Read The History of Sexuality, even if you’re not into the academic stuff. Or read Madness and Civilization, or read Discipline and Punish. This is work that not only changes academic discourse, it profoundly changes the way we see social institutions and our complicated relationships with them.

Old Yeller

Old Yeller
Fred Gipson

A boy and his dog. When we think Old Yeller, we often think of the movie, but it’s on this list because before and since the book has had a life and an impact of its own. There’s no especially great commentary to come up with for this one – stray dog wanders into the farm life of a hard-working family; dog loves boy, boy grows to love dog; dog puts its own life at risk to defend the family; tragic ending – we all know it, but I am loathe to give it away just in case. A boy’s love, a good dog, growing up and the hard hard beauty of the world. That’s Old Yeller.

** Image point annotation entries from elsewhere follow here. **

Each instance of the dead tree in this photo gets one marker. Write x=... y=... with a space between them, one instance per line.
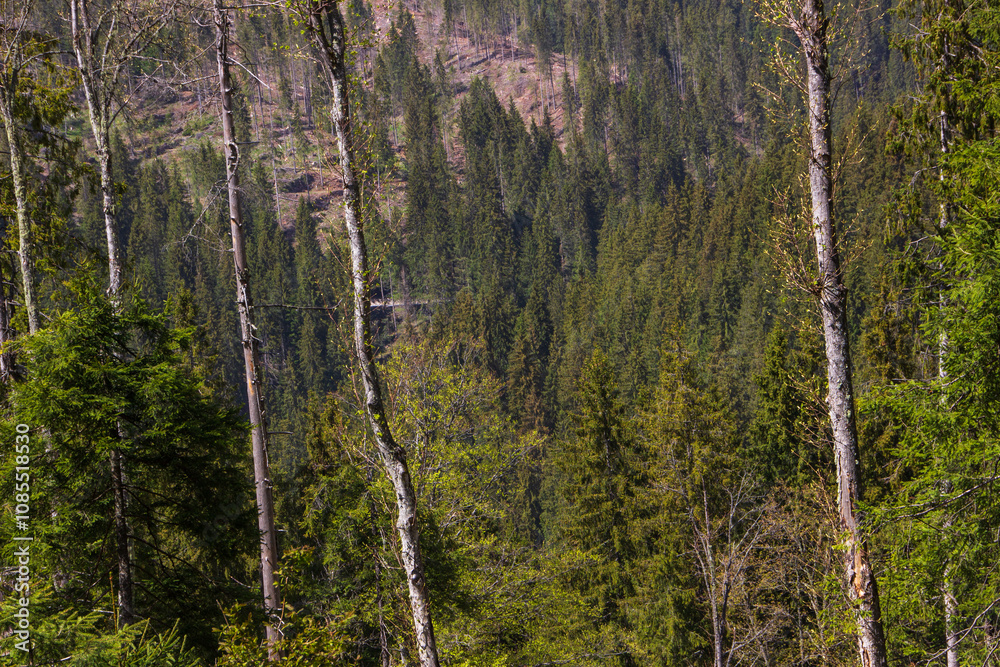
x=107 y=37
x=251 y=354
x=14 y=57
x=809 y=22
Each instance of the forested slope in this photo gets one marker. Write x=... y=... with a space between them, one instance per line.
x=596 y=322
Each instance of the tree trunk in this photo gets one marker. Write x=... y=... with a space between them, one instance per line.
x=331 y=46
x=810 y=26
x=6 y=331
x=99 y=99
x=25 y=247
x=259 y=440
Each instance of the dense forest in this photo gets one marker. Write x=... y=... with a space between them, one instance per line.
x=530 y=332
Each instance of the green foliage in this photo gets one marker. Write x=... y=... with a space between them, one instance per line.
x=100 y=378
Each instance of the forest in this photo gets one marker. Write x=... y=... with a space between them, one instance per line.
x=530 y=332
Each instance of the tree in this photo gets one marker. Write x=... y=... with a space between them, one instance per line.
x=325 y=24
x=16 y=44
x=109 y=376
x=251 y=356
x=808 y=21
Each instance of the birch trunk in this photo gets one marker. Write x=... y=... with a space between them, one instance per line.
x=810 y=26
x=98 y=93
x=251 y=355
x=330 y=43
x=17 y=168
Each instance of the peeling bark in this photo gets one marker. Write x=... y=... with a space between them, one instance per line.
x=98 y=92
x=330 y=43
x=8 y=86
x=251 y=354
x=810 y=26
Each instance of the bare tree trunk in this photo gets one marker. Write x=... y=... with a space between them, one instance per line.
x=99 y=94
x=331 y=45
x=947 y=584
x=259 y=440
x=810 y=25
x=6 y=331
x=25 y=246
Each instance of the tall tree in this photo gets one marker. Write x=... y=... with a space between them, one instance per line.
x=809 y=22
x=106 y=38
x=15 y=55
x=251 y=355
x=325 y=24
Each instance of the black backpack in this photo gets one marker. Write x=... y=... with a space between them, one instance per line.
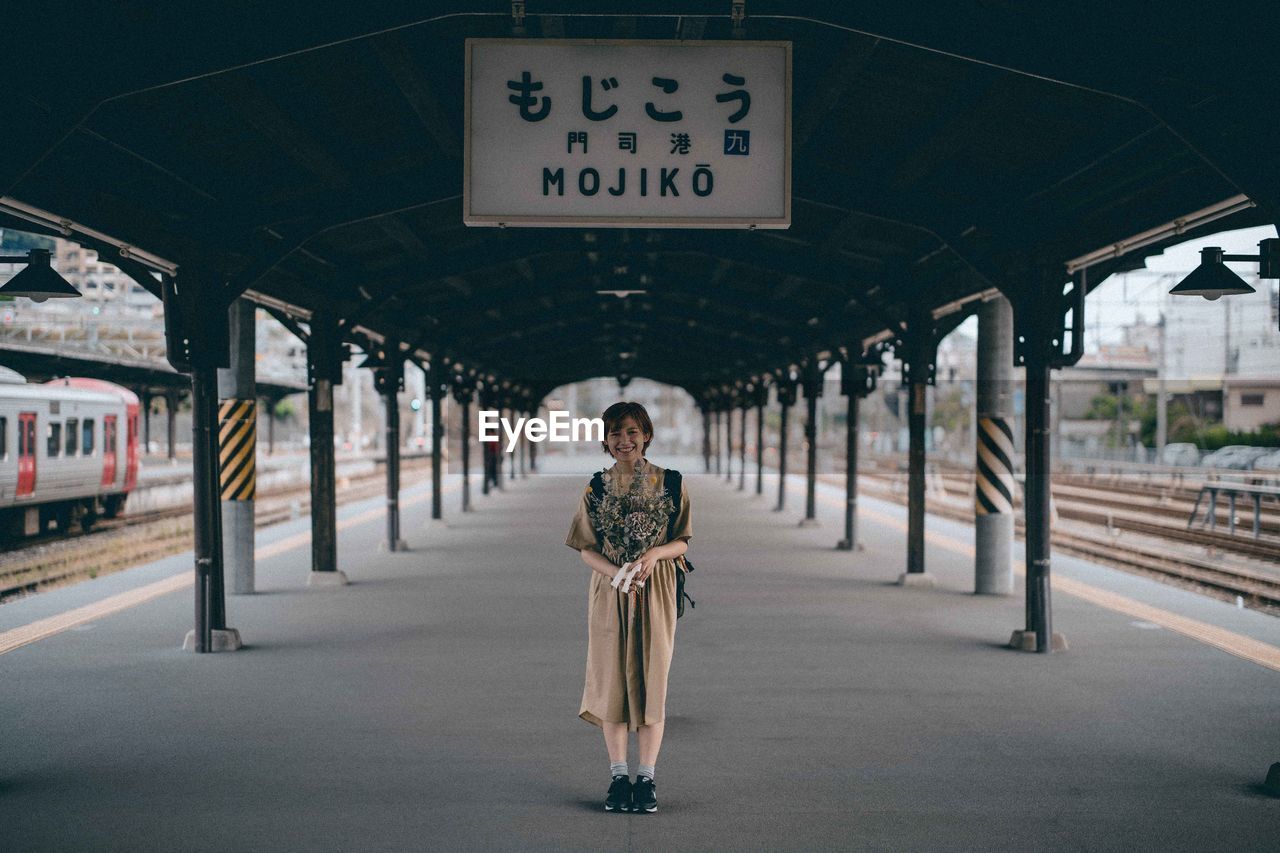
x=671 y=482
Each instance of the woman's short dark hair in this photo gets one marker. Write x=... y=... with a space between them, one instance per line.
x=620 y=411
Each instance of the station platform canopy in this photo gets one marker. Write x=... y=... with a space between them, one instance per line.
x=940 y=151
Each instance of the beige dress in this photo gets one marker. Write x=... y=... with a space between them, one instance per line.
x=630 y=635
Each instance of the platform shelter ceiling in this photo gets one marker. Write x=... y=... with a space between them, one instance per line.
x=314 y=155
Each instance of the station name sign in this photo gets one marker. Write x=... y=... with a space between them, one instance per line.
x=627 y=133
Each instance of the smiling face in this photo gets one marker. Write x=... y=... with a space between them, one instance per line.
x=626 y=441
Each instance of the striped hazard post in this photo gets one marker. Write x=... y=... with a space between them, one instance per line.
x=995 y=471
x=237 y=448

Gipson sets Old Yeller in Texas at the end of the American civil war, but it could be anywhere, anytime. One of those standard, timeless stories that no one ever forgets, just enough hardship and emotional strife to make the perfect Disney film. And a reminder that the most simple stories are often the most lasting.

Because I Could Not Stop for Death

Because I Could Not Stop for Death
Emily Dickinson

A later poem of Emily Dickinson, and one of the most best-known American poems of all time, “Because I Could Not Stop for Death” reflects upon the approaching end of life with calm acceptance, a peace with the recognition that the passage is less an ending than a beginning. Written in the year of her death and published posthumously in 1890, the poems famous opening stanza is followed by a straightforward imagining of her carriage-ride with death past the moments of her life, past the grave and to forever.

Hardly-known as a poet in her own lifetime, Dickinson was recognized more for her gardening, her extensive seclusion, and her virtually-exclusive wearing of white for a good many years. Less than a dozen of her nearly-1800 poems were published while she lived, and for decades afterwards she was often thought of as a mediocre voice if she was considered at all. The 1920s and 1930s, however, saw considerably-more attention paid to Emily Dickinson’s work, and she was increasingly-recognized as one of the great modern poets to emerge from the United States.